Friday, June 03, 2005

The Big Procedure Day!

It's Friday! I know for most of the world it means it's the weekend, but for us, Friday feels like Monday. Not the, "crap! I have to go to work..." kind of feeling, but the beginning of the week feeling. Friday's are our clinic days. Johnny gets a shot of vincristne every Friday this month. Vincristine is the chemo that, if it touches the skin, it burns. He will also get another spinal tap and bone marrow biopsy. This will be day 8 for treatment. Today's tests will determine how much cancer (blasts) are still in his blood and bone.

Sophie is running a fever, so Mike stays home with the kids. It's just me and Johnny. We leave the house about 6:30AM for our 7:30 appointment. I give him his medication on the way. He can't eat or drink anything before his procedure, so he takes his meds on an empty stomach. Bad move. We are almost there when he starts to throw up. Poor thing. Luckily I have a zip lock bag in the car. I will, from this point on, always have one on hand! I tell the nurse and doctor, but they don't seem to be to bothered by it. It's "normal". Okaaay, I change my definition of what normal is...

We are both STARVING. I said if he can't eat, then I won't eat (or at least not in front of him). Neither one of us have eaten since dinner last night. Johnny and I both fantasize about what we are going to eat when he comes out from the procedure. He wants a Mighty Kids meal and a coke. Finally at about 1:30 PM they are ready for Johnny. Woo-Hoo! I go back with him. There are a bunch of people in the procedure room. It's not "surgery" really. Although we are in the surgical area (like my medical terminology?) He is just heavily sedated, and the PA does the work. There are about 3-4 nurses, and the anesthesiologist, all crammed around Johnny. It's the end of the day for them, so they are all loose and talking up a storm. I'm my usual stand-offish self. All I can think about is Johnny, not small talk. I stay until he closes his eyes. I always hate that part. He fights it this time. Last time, by the time we counted to three, he was OUT! This time I can count all the way to 10. He closes his eyes. I watch the monitor to check his heart rate and pulse. His heart was racing at 78 beats per minute, now it slows to about 50. I have tears in my eyes as the nurses tell me to leave. I wish Mike were here! I hate being alone. Now, I'm not hungry. I don't leave to get a bite to eat, instead I eat a muffin from my purse that I picked up from our last hospital stay. yummmm...

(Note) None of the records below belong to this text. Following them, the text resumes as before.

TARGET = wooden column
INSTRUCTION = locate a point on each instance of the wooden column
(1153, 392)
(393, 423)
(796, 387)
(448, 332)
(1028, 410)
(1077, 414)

After about 30 minutes they call me back to recovery. He is laying on his side, fast asleep. He must stay flat for at least an hour or he will get the "bends" because of the spinal tap. I let him sleep for about two hours. I stroke his hair, hold his hand, and just try to remember him. Every part of him. I cry. I hate being alone. My mind drifts to negative thoughts of the possibility of losing him. I tell myself to stop, but I can't. He is my baby and he is deathly sick. This is every mothers nightmare come true. I find myself just staring at him so I will never forget him. I don't want to forget his cute little nose or his long eyelashes. I don't want them taken away from me. So I stare. I hope my memories will last forever. I tell the nurse to have the doctor call me tonight with the results. And to bring me a coke. Last week when he opened his eyes, the first thing he said was "coke". I want him to have it as soon as he opens his eyes.

He wakes up and is happy that I have his drink waiting for him. He says his hip hurts, well actually he has a hard time sitting up, and I ask him what's wrong. THEN he says his hip hurts. The nurse gives him some Tylenol, he drinks his coke and we are out of there by 5:30! We are home by 6:30, have dinner and hang out. Oh yeah, I actually pass out from exhaustion and sleep until 8:30. Then we hang out and watch our bootleg copy of "Revenge of the Sith". Joey and Sophie go to bed. I take Johnny up. Mike is down playing video games. I "spoon" the little guy, and pray that he will be okay. He falls asleep in my arms, and then I cry. And cry. I'm just so scared. The worst thing anyone tell me that it will be alright. Because know one knows for sure. Not even the doctors. I try not to wake Johnny, but I guess I'm crying so hard I do. He sees me cry and I tell him I'm scared. He doesn't say anything. I wipe away my tears and go down stairs. I go to Mike and just cry. I'm scared. What will happen? He is so little. I don't want to lose him.

Jonathan wants to color, so I bring up the supplies. He and Mike draw and color for an hour or so. Johnny is so creative. He doesn't like using coloring books. His best work is on blank paper. He just doodles, and sketches whatever comes to mind. He is so free, no boundaries or rules. I encourage him to create something everyday. We paint, color, or cut daily. He wants to do play-doh, but the doctors said he can't. Anything that is sticky has the tendency to harbor germs. His white blood cell count is 30. It should be in the range of about 1,000-1,500 to be able to fight off infection. So no movies, stores, restaurants or play-doh. Johnny sleeps between us, and I quietly cry myself to sleep.